The deal fits a pattern that is becoming hard to ignore: SpaceX is building for the future in space, but monetizing serious compute on Earth right now. Other customers, including Anthropic, Google, and Cursor, have already been linked to similar arrangements, and SpaceX is clearly happy to let its infrastructure do double duty while the orbital dreams stay on the whiteboard.

Reflection AI gets access to Nvidia GB300 chips

For Reflection AI, the attraction is straightforward. Colossus 2 in Tennessee gives the startup access to Nvidia GB300 chips, which are exactly the sort of scarce hardware that can make an AI company look productive instead of merely well-funded.

That matters because Reflection AI is betting on open-source models, a pitch that has gained extra traction as some customers grow wary of locked-down systems and unpredictable provider rules. The company is also working with U.S. government agencies, but it is not yet selling its models to the general public, so access to top-tier compute is as much a business-development move as a technical one.

  • $150 million a month from July
  • Lease formally runs until the end of 2029
  • Potential total value: $6.3 billion
  • Colossus 2 is located in Tennessee

The lease terms favor flexibility, not romance

Like SpaceX’s other big compute deals, this one can be ended after the first three months, as long as either side gives 90 days’ notice. That is the kind of escape hatch you want when your customer base includes AI startups, hyperscalers, and government-adjacent buyers, all of whom can change their minds faster than a launch window.

The economics are still impressive even without the headline number. SpaceX has previously been linked to arrangements with Google and Anthropic that could bring in $30 billion and $45 billion, respectively, by mid-2029, so Reflection AI is not the biggest check in the stack – just another sign that the real money in AI infrastructure is increasingly being made by whoever owns the chips, the power, and the buildings.

Why open-source AI is suddenly an attractive tenant

Reflection AI was founded by two former Google DeepMind employees and is valued at $25 billion, which helps explain why it can play in this league.
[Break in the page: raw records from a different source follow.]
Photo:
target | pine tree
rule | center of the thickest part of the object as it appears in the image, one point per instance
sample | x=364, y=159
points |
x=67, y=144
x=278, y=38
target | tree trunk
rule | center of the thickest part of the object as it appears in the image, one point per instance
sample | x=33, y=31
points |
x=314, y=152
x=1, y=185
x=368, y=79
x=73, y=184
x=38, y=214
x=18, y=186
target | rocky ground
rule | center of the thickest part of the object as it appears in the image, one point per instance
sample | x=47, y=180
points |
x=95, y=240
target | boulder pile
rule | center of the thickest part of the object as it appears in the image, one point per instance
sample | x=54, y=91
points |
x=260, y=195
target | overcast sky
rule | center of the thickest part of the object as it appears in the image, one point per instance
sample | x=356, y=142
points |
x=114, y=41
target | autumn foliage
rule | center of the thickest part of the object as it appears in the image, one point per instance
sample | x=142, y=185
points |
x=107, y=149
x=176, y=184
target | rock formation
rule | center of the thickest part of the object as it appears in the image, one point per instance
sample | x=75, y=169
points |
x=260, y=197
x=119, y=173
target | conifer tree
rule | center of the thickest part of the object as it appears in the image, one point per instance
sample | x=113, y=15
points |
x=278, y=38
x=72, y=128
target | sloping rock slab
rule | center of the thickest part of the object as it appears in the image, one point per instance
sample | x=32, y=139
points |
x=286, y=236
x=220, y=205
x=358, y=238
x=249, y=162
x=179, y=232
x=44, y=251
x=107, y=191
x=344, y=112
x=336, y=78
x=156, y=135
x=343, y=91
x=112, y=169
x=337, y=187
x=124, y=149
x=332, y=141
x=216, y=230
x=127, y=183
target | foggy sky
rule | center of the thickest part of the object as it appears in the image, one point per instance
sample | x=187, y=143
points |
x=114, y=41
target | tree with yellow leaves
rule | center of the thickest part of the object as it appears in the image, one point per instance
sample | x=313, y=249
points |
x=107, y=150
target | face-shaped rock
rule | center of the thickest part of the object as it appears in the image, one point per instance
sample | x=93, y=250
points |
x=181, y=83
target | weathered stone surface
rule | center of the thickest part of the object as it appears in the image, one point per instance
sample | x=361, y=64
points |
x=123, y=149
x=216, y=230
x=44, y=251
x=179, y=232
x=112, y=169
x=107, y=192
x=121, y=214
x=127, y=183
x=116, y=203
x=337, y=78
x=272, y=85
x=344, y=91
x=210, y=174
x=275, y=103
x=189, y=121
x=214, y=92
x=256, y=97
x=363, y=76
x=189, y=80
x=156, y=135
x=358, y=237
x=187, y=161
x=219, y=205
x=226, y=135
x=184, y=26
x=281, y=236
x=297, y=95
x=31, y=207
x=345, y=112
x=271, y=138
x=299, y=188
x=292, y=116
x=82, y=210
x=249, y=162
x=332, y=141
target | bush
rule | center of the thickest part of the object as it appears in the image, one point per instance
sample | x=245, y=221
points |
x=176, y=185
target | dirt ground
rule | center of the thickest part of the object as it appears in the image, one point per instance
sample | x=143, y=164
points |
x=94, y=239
The larger story is that open-source AI is becoming a more practical sales pitch: if customers want more control over how models behave and are deployed, startups like Reflection AI can use that as a wedge against closed platforms.

The open question is whether that advantage translates into enough demand to justify leases at this scale. If it does, more AI companies will be lining up for expensive rented compute rather than building their own; if it does not, SpaceX will still be fine. The landlord usually is.